Une église, dédiée à Saint Pierre, dut être construite au XI° siècle, à Joyeuse, à proximité du château, à l’emplacement de l’église actuelle ; c’est cette église qui fut, en 1111, donnée par Léger, évêque de Viviers, aux moines de Cluny, avec l’église N.D. de Rosières dont elle dépendait. De 1111 à 1617, Saint Pierre de Joyeuse fut une annexe du prieuré de Rosières qui relevait lui-même du prieuré bénédictin de Ruoms.
Au début du XVII ͤ siècle, l’ancienne église Saint Pierre menaçant ruine et, de plus, étant devenue trop exiguë pour les besoins d’une population qui n’avait cessé d’augmenter, il fallut songer à sa réfection et, dans ce but, faire le choix d’un architecte capable.
La raison principale qui fit emporter la décision de la nécessité d’une nouvelle église, fut que Joyeuse était devenue une paroisse en 1617 et que les pères de l’Oratoire, au nombre de huit, venaient d’aménager le collège alors construit contre l’église et qu’ils avaient été désignés comme prêtres de la nouvelle paroisse.
Les consuls désignèrent le R.P. François Fressinand, supérieur de l’Oratoire et curé, excellent architecte, qui accepta cette mission.
L’église actuelle se compose de plusieurs parties d’âges différents, correspondant aux transformations successives depuis le XIII ͤ siècle.
Du XIII ͤ siècle : La croisée du chœur avec sa voûte en ogive primitive de forme bombée.
Des XIV ͤ et XV ͤ siècles : La chapelle latérale (sainte Thérèse Couderc) située à gauche de la nef après la chapelle ducale : voûte en ogives retombant sur des culots sculptés (anges et armoiries).
Début XVI ͤ siècle : la chapelle ducale de Sainte-Croix, dite aussi N.D. de Pitié, devenue N.D. de Lourdes ou chapelle de la Vierge.
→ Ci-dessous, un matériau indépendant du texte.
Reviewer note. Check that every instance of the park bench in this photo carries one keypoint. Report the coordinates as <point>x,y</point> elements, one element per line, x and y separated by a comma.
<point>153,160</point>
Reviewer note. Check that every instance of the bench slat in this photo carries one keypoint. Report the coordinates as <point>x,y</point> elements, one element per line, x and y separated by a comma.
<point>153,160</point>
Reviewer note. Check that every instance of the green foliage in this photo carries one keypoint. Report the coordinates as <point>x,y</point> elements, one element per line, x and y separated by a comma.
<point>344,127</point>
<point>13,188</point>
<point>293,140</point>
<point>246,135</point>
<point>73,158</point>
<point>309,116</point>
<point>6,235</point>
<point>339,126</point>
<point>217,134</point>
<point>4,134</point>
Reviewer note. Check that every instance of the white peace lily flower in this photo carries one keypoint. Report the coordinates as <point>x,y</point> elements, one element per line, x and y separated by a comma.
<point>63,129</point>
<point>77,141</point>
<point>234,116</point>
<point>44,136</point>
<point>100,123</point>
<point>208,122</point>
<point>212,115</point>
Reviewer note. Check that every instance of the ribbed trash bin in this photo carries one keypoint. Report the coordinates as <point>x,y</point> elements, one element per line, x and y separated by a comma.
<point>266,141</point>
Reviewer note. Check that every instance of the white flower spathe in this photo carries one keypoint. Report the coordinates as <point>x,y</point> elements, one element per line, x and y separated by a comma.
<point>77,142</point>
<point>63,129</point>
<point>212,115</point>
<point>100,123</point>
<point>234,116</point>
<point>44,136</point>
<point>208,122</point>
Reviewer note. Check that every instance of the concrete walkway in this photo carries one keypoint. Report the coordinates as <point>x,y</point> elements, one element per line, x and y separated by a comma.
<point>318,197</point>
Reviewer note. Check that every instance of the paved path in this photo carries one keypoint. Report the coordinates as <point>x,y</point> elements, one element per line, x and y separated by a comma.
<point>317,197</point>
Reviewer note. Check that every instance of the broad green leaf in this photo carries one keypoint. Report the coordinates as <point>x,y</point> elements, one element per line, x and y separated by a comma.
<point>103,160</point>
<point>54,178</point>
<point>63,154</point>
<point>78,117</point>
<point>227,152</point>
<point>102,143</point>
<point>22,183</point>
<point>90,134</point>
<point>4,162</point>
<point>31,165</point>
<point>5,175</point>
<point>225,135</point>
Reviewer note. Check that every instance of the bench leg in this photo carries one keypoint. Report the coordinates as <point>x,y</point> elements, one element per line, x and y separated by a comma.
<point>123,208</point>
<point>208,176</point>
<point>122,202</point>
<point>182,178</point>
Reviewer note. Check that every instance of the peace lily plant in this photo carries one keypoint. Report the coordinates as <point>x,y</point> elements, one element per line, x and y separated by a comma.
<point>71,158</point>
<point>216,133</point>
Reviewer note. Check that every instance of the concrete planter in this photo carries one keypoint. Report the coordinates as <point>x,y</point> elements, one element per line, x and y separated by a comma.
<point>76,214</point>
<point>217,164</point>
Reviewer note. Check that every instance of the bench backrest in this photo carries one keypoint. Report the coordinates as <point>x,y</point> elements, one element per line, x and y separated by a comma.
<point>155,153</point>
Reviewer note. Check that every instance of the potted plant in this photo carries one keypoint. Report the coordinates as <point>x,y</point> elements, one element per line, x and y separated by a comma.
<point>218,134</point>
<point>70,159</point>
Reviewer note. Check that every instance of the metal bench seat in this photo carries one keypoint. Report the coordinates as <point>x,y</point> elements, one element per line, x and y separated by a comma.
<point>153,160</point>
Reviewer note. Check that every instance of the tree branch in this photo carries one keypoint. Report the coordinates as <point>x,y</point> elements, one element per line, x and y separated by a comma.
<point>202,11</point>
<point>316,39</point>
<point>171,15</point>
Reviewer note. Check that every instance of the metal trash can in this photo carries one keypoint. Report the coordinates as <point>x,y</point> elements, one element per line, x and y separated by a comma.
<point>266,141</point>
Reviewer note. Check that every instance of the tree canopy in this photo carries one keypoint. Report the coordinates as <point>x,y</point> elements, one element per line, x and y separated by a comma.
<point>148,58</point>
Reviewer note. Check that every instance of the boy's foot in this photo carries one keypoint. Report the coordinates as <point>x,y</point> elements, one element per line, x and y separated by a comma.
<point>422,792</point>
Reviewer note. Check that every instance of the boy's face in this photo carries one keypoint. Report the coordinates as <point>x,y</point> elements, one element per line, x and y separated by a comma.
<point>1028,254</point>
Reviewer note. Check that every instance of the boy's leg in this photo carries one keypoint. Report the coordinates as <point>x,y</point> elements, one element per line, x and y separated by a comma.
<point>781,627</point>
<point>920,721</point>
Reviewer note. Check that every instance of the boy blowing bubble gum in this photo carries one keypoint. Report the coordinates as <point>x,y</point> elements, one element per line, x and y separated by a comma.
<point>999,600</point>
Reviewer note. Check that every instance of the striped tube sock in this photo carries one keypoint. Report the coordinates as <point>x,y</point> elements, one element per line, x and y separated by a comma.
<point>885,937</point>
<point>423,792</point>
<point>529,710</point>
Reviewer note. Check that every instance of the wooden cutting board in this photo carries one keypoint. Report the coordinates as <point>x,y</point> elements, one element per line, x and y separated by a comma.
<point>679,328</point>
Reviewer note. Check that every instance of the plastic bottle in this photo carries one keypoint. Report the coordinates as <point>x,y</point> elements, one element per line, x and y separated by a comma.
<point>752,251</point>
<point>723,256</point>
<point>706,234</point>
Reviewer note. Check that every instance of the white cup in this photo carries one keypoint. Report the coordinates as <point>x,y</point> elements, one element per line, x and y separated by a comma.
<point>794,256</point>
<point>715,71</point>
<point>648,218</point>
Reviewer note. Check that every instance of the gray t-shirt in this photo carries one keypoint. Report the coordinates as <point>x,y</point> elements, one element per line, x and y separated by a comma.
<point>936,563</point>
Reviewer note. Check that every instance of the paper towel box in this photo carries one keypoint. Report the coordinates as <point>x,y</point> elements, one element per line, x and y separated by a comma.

C’est une très belle construction de style gothique flamboyant, ancienne chapelle du château avec lequel elle communiquait autrefois directement par un passage voûté, détruit au XIX ͤ siècle, lors de l’aménagement de l’actuelle sacristie.
Du XVII ͤ siècle : la nef de quatre travées, les quatre chapelles latérales de gauche, les deux chapelles latérales de gauche en prolongement de la chapelle sainte Thérèse Couderc. Le porche, la façade et le clocher furent reconstruits entre 1669 et 1675 par les Pères de l’Oratoire suivant les plans établis par le Père Freyssinand, supérieur du Collège et curé de Joyeuse. Le but du R.P. Freyssinand était de rendre l’église régulière avec des chapelles disposées symétriquement de part et d’autre de la nef, en conservant le chœur et les chapelles gothiques situées au nord de l’église. Afin de conserver à l’édifice son unité de style, il eut le grand mérite de bâtir la nef sur croisées d’ogives, respectant la disposition primitive de l’église, dans une époque où le style gothique était méprisé. Cette nef constitue un très rare et très curieux exemple de survivance de l’esprit gothique en pleine époque classique.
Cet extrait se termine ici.